Tuesday, May 3, 2011

Lenses

For a number of years I was in the habit of writing verses and quotes that caught my attention on index cards.  One of those cards surfaced a few days ago.  It was not by chance.  The quote will have to be anonymous, as I did not note the source and a Google search did not bring any results.
"A crisis indicates that God desires to initiate changes and growth in our lives.  We have the choice of either being a participant or a spectator to God's will for our lives."
Judging by the amount of crises that have occurred in my life it is obvious that I did and still do need quite a bit of changing and a fair amount of growth! 
The crisis that causes me to wrestle the most happens within me.  In the larger part I have learned that I have little, if any, control over others.  It's me that gives me the most trouble!  Yes, Pogo, the enemy is looking back at us in the mirror!

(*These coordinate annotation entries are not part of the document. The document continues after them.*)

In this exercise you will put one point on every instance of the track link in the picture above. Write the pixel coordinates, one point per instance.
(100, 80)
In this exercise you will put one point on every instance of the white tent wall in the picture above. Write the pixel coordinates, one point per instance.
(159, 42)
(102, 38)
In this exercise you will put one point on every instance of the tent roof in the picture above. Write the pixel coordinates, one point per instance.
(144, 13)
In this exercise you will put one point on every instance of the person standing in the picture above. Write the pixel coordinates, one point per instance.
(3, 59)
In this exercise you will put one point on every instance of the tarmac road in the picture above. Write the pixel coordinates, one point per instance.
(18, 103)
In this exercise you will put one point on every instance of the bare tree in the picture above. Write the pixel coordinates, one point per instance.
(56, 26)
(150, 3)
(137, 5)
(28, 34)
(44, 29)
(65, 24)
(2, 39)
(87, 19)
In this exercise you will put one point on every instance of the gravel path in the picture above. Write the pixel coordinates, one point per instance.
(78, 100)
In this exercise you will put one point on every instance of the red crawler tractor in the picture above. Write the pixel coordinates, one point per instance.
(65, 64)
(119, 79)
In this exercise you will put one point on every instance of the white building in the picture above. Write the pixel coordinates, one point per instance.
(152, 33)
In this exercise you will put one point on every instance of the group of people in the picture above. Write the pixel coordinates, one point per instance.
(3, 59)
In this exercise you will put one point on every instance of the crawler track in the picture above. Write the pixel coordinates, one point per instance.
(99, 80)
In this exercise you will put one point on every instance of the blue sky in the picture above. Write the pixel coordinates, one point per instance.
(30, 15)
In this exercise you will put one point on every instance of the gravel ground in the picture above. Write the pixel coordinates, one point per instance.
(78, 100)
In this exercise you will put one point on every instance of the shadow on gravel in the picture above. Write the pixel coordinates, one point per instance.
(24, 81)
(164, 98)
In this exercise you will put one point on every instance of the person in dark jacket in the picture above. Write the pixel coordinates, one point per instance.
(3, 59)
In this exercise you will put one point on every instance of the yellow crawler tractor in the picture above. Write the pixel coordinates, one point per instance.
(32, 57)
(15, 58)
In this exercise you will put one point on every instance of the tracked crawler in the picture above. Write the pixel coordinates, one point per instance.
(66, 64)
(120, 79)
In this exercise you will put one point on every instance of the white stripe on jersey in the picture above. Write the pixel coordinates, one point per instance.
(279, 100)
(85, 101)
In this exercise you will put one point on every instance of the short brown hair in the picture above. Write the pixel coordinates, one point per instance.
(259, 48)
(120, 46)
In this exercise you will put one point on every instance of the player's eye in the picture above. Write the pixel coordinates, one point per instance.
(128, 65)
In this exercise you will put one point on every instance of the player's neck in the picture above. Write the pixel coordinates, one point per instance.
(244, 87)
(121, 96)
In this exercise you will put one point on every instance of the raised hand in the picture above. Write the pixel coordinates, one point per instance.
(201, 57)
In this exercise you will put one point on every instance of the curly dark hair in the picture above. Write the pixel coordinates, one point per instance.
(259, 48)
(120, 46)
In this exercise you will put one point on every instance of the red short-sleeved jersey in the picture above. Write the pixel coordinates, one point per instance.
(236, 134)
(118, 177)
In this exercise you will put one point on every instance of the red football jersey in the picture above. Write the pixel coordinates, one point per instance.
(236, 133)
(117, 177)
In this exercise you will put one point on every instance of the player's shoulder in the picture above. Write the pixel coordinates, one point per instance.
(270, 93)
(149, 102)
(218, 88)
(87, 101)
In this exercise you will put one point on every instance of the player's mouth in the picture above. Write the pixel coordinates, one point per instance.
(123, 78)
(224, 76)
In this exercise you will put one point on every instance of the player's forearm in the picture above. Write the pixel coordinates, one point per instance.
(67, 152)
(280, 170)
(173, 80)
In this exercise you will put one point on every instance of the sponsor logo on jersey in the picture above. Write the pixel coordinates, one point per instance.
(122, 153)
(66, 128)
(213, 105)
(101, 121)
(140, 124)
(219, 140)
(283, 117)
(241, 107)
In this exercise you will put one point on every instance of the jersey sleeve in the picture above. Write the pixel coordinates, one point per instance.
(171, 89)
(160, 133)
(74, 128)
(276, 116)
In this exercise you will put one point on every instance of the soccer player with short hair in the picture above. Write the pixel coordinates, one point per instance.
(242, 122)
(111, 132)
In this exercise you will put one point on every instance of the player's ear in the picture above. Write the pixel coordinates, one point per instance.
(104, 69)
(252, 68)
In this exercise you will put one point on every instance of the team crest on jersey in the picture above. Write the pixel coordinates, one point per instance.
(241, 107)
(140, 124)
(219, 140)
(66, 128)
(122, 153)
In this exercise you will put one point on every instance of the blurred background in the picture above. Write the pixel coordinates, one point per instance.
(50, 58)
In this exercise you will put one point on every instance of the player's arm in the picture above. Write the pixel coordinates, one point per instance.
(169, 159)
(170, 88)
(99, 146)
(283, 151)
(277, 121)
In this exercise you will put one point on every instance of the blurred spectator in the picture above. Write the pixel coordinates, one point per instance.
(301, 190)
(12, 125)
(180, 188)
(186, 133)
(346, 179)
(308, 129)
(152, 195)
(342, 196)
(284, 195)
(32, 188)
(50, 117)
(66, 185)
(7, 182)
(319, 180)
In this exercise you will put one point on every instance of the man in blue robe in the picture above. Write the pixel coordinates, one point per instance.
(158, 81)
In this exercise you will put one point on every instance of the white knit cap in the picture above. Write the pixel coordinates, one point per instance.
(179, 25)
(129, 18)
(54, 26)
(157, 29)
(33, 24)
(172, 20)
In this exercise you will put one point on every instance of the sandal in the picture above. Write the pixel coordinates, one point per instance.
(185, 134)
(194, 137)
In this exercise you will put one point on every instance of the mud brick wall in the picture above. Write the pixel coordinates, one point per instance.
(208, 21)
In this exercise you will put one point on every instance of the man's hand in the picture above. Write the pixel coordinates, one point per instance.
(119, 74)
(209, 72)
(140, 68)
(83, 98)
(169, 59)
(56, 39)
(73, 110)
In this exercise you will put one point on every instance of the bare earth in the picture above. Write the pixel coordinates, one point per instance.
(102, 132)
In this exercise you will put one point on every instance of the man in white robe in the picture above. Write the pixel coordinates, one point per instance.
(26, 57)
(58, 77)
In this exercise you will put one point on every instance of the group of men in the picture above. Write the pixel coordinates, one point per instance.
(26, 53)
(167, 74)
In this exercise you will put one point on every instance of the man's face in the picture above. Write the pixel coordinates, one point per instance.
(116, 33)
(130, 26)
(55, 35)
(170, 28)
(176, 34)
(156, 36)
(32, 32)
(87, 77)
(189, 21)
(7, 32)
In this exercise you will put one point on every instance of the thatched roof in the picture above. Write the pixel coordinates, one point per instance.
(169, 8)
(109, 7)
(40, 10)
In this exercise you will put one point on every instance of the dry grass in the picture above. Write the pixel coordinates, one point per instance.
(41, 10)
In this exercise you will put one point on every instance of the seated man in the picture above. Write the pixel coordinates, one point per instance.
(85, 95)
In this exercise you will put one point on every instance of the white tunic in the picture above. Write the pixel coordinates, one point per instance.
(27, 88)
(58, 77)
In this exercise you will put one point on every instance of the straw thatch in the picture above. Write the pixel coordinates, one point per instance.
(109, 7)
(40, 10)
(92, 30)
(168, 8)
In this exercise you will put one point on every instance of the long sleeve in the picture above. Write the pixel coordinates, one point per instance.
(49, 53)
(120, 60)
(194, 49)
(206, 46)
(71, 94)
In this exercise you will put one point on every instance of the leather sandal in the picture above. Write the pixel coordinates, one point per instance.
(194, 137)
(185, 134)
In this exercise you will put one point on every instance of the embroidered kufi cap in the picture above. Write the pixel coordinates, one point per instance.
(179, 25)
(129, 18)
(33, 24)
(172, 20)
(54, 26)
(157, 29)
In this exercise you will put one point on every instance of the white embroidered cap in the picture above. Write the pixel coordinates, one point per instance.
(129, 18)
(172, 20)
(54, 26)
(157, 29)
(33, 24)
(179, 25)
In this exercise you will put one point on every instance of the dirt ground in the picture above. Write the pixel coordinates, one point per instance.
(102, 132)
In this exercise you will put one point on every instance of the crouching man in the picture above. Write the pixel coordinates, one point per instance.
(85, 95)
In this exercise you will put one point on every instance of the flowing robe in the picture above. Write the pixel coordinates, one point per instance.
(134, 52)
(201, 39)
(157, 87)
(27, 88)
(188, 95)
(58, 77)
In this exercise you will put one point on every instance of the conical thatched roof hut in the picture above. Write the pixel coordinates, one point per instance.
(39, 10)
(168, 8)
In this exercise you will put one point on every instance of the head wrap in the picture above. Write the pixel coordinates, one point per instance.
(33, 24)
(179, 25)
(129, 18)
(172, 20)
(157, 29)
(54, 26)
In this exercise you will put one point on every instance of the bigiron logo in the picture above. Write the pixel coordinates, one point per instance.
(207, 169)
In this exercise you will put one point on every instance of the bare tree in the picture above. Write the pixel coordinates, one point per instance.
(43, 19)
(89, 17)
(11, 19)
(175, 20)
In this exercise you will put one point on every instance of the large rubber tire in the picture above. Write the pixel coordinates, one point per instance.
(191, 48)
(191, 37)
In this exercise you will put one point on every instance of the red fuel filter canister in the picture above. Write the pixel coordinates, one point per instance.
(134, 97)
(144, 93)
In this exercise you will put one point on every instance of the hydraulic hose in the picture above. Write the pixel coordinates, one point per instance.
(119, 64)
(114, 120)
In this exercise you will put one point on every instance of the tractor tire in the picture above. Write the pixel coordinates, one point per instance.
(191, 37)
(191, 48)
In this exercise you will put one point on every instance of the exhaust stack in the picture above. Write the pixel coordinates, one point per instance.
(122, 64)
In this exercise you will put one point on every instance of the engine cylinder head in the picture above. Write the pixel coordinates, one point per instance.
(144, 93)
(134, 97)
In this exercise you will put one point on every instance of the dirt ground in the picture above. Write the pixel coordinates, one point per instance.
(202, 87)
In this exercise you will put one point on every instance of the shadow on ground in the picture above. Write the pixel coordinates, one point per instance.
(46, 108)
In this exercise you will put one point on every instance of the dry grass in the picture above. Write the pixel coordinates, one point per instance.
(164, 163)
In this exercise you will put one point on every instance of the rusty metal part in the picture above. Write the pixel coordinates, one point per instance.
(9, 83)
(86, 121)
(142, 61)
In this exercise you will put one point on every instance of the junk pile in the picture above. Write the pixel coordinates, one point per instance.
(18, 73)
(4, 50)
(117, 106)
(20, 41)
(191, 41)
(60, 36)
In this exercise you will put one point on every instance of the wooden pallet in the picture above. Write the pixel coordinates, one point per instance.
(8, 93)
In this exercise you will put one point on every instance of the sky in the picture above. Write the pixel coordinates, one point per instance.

The days that I focus on me without the lens of God's love are not happy days.  Papa will reveal something that needs our (His and my) attention; if I am not careful, I will take hold of it and use it to beat myself up.  Not my loving God's intention at all!
The lens that slips in place, at those times, then colors all of life.  It is not a rose colored lens, but gray and darkening.

A few nights ago, when Ray and I were praying together, he asked the LORD to help me get my sense of humor back. 
WHAT?  HEY!!  I am doing the best I can!!
Oh, oh!  A bit self-defensive are we?

The paperwork and phone calls had been at an all time high this past week.  We know how I LOVE doing these things!  I tried to involve my honey, but he just got confused and I had to straighten a few things out afterward.  More phone calls and paperwork.  Lovely!
Insurance companies are not our friends.  Just in case you didn't know.

I was worn out.
Poor me.
I over-reacted to one mix up and declared that I did not want to be grown up anymore!
No one offered to take over for me.  :(

I was overwhelmed and felt like I wasn't doing anything very well.
I got myself a sad movie and cried my way through it.  Sobbed actually.

At times like this Papa waits and once I come up for air He speaks.

There is a verse in Philippians that I pray for many people and use often to encourage others.  As I read it Papa spoke to my heart.  This one is for you too, you know.  It was the sixth verse of the first chapter.
"For I am confident of this very thing, that He who began a good work in you will perfect it until the day of Christ Jesus."
A reminder that my God had not given up on me, nor would He ever do so. 
It is all about HIM, not me.
I was trying to handle all the stuff on my own.
He gave me a picture of handing it all over to Him.  I still have to deal with all of it, but not all by myself.  I am yoked to Him and together, with Him leading, we will get it done.
There is joy and peace in the doing, when it is with Him.
In looking to Him that dark lens fell away, just like scales and I could see clearly again!

Papa reminded me that He wants me to keep pursuing Him and not just settle for what I have. there's always more to discover and as I learn more aobut Him I will gain the confidence to reach beyond my own grasp!

This morning I received a fresh view of my God.  He is the Lion of Judah who willingly became the Lamb of God.  The lion symbolizes strength and power. The lamb represents weakness and vulnerability, as well as innocence.
In Revelation, chapter five, we see the helpless and fatally wounded Lamb has become the symbol of ultimate power!  So the way of our God.  He uses the weak things of this world to demonstrate His Power.  That gives me hope and confidence.  This is one weak lady!
What a joy to belong to Him!

It is time to join together over a meal and rejoice in our loving Father.  Shall we say a potluck on May fifteenth at five PM?   We will supply the burgers & rolls.  Everyone can bring a cup of something to add to a tossed salad and then whatever other dish you'd like to share.
Jesus and the Reynolds will be looking forward to the fellowship!